Microsoft Azure CTO Mark Russinovich, together with principal program manager overseeing "outage communications" Sami Kubba, has posted about advancing the "outage experience" – not the phrase that usually comes to mind when a cloud failure ruins your day.
Outages are "an unfortunate inevitability of the technology industry", Russinovich said.
Azure's reliability record is good – Russinovich reported in July 2019 that "Azure has operated core compute services at 99.995 percent average uptime across our global cloud infrastructure" but these global figures do not tell the whole story.
Problems with Azure MFA (Multi-Factor Authentication), for example, which suffered major outages in November 2018 and again in October 2019, have a disproportionate impact, preventing many users from using Office 365 services such as email, SharePoint and Teams.
Another example; if an individual service fails, such as Azure DevOps Pipelines, it can block application deployment, causing significant disruption to some customers while hardly registering on the global reliability numbers.
If outages cannot be altogether avoided, the least Microsoft can do is to keep its customers informed. Russinovich said the aim is to notify customers in less than 15 minutes via an automated process – using "AIOps" to detect anomalies and inform both engineers and customers. In theory, this alerting process should mean that admins get alerted to problems without needing to take matters into their own hands, for example, by searching both on Azure and on social media to see if a problem is with Azure or on the customer's side.
Microsoft says Service Health in the Azure portal is the place to look for outage information – presuming that the portal itself is not borked
It is here that Kubba's post revealed a key tip. The place to look, Kubba said, is in the Azure Portal under Service Health. The public Azure status page is "only used to communicate widespread outages" so likely to be ineffective in discovering what may be wrong. "Despite this, we constantly find that customers visit the Azure Status page to determine the health of services on Azure," complained Kubba – though we presume that if an outage blocks access to the portal, the Status page would then be the right place to look. In other cases, it is not much use since "more than 95 per cent of our incidents" do not appear there, according to Kubba.

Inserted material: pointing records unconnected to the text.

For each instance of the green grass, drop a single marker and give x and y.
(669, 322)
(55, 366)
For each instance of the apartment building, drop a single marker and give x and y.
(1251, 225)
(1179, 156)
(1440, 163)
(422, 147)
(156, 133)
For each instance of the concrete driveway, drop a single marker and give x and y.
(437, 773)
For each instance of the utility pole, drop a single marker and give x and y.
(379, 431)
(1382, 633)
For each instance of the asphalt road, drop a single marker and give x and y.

A further complication is that Azure DevOps (which is where Pipelines live) is not integrated into the Azure portal, and many Azure DevOps users only hang around the DevOps portal. Therefore, there is a separate Azure DevOps status page, making this a third site that needs to be bookmarked for tracking outages.

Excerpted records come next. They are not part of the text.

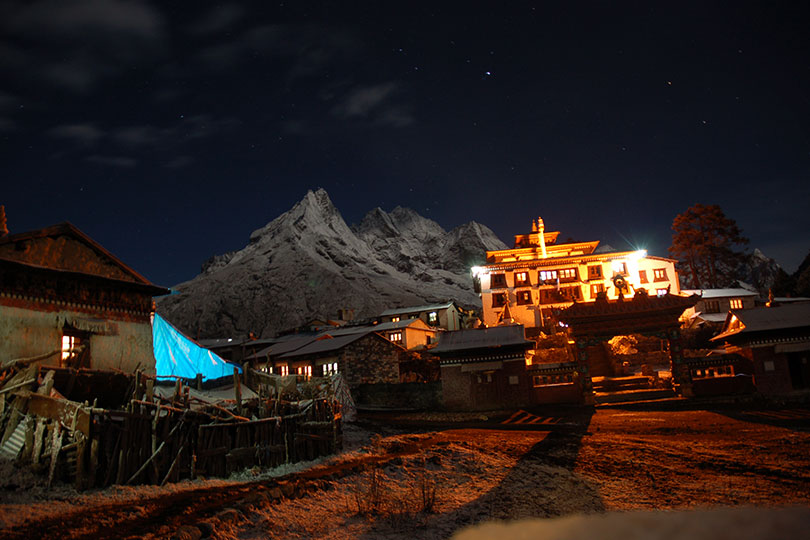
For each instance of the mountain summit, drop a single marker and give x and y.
(309, 263)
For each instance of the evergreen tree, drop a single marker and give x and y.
(702, 241)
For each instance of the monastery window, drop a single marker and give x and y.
(571, 293)
(329, 369)
(498, 299)
(567, 275)
(72, 347)
(619, 267)
(642, 276)
(497, 281)
(524, 298)
(711, 306)
(548, 275)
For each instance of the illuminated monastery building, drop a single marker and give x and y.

There is another issue, which is the flow of information from admins to end users, who most likely do not even know that a service or part of a service is running on Azure. They are the ones whose work is affected so this is a matter for admins to work out, configuring service health alerts so that the right people get the message, and then translating that into effective communication with end users.

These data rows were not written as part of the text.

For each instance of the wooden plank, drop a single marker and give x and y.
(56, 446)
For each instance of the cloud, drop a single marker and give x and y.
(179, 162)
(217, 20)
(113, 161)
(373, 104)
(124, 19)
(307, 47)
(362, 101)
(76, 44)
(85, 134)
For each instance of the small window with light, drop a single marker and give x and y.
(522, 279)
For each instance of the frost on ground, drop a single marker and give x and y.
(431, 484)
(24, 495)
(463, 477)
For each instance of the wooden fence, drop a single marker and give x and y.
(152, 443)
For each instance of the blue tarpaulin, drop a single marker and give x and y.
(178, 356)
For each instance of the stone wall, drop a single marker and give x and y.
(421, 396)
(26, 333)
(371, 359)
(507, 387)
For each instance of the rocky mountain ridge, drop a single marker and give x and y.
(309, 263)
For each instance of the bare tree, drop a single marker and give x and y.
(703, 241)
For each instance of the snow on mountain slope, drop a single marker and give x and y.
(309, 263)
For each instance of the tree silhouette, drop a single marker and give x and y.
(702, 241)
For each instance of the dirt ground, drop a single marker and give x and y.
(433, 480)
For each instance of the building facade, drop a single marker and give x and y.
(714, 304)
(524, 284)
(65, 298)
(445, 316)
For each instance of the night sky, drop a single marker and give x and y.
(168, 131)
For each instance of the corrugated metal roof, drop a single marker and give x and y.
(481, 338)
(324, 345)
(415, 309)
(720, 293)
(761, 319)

Kubba also said that "reliability is a shared responsibility", observing that the customer can reduce or remove the impact of outages by architecting reliable applications. It is a nuanced issue. If a customer were to run a business-critical application on a single virtual machine (VM), and it goes down, then the customer is to blame for not using an appropriate architecture; but that would not make it OK for Microsoft to host an unreliable VM service. ®